There is this saying that one does not see anything good or valuable in what he has until he loses it. Thus it is that during the entire four year period of the Shagari administration, there was no day under the sun in which Nigerians did not find something to com- plain about. And in most of these cases, the government often went out of its way to listen to these complaints and try to provide solutions to those considered genuine. And as the government's magnanimity towards the people continued, the people's graciousness and gratefulness were replaced with greed and all Shagari and his government got was more complaints and grumblings about imaginary shortages and sufferings.

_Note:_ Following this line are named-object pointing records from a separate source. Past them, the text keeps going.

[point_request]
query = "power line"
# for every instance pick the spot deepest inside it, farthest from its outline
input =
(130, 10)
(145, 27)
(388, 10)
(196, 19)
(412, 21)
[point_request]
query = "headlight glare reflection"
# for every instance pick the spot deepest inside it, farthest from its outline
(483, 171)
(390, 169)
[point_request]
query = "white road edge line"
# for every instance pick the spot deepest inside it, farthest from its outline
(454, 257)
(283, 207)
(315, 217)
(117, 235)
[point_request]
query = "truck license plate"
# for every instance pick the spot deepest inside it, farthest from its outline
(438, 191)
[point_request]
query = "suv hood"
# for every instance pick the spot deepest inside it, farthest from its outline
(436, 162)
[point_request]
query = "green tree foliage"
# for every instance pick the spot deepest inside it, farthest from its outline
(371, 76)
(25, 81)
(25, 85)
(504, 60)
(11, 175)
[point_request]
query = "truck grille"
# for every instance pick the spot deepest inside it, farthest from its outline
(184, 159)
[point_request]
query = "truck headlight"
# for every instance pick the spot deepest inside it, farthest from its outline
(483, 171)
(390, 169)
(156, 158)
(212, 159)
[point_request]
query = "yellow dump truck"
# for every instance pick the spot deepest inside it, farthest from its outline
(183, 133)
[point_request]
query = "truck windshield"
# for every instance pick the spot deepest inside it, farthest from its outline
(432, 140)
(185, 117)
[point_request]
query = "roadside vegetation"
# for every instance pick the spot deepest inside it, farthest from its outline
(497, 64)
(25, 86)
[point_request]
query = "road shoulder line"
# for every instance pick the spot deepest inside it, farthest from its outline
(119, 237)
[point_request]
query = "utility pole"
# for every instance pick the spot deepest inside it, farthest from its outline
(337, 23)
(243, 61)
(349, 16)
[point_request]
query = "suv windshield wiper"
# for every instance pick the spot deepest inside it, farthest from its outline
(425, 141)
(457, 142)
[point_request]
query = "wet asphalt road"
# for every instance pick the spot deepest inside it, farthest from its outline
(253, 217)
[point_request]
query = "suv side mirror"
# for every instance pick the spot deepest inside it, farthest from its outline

Today, none of those imagined problems and the imaginary shortages of the Shagari days can hold a candle to the realities of the Buhari traumas. If during Shagari people were suffering and smiling, in Buhari days, people are suffering and quenching. Take for instance this extract from one of the Nigerian dailies: "As the biting noose of austerity tightens round the neck of many Nigerians, increasing numbers of its victims are giving way to desperation, sometimes leaving a trail of fatal consequences. Barely a week after a newspaper reported the story of a Kano man who opted for suicide when he discovered his pregnant wife had given birth to a set of twins, another person, this time a woman, has given up the survival struggle by taking her life..." There are lots of other casualties.
And there are few complaints because of the gag from decrees from the Tunde Idiagbon legal assembly. But with the desperate measures being embarked upon by the victims, such as terminating their lives, there is a rumour half serious and half joke- that this is the only way for people to show Buhari and his military junta that they are disenchanted with them. The pity is that the leaders seem not to care, because, in the words of the learned Roman, Marcus Tullius Cicero, "most men, however are inclined to forget justice altogether, when once the craving for military power or political honours and glory has taken possession of them... for when crowns are at stake, no friendship is sacred, no faith shall be kept."
This is essentially what has gripped and maddened and convulsed the Buharis and the Idiagbons of Nigeria, and I am wondering how many dead Nigerians will make them come to terms with the harsh realities of their time.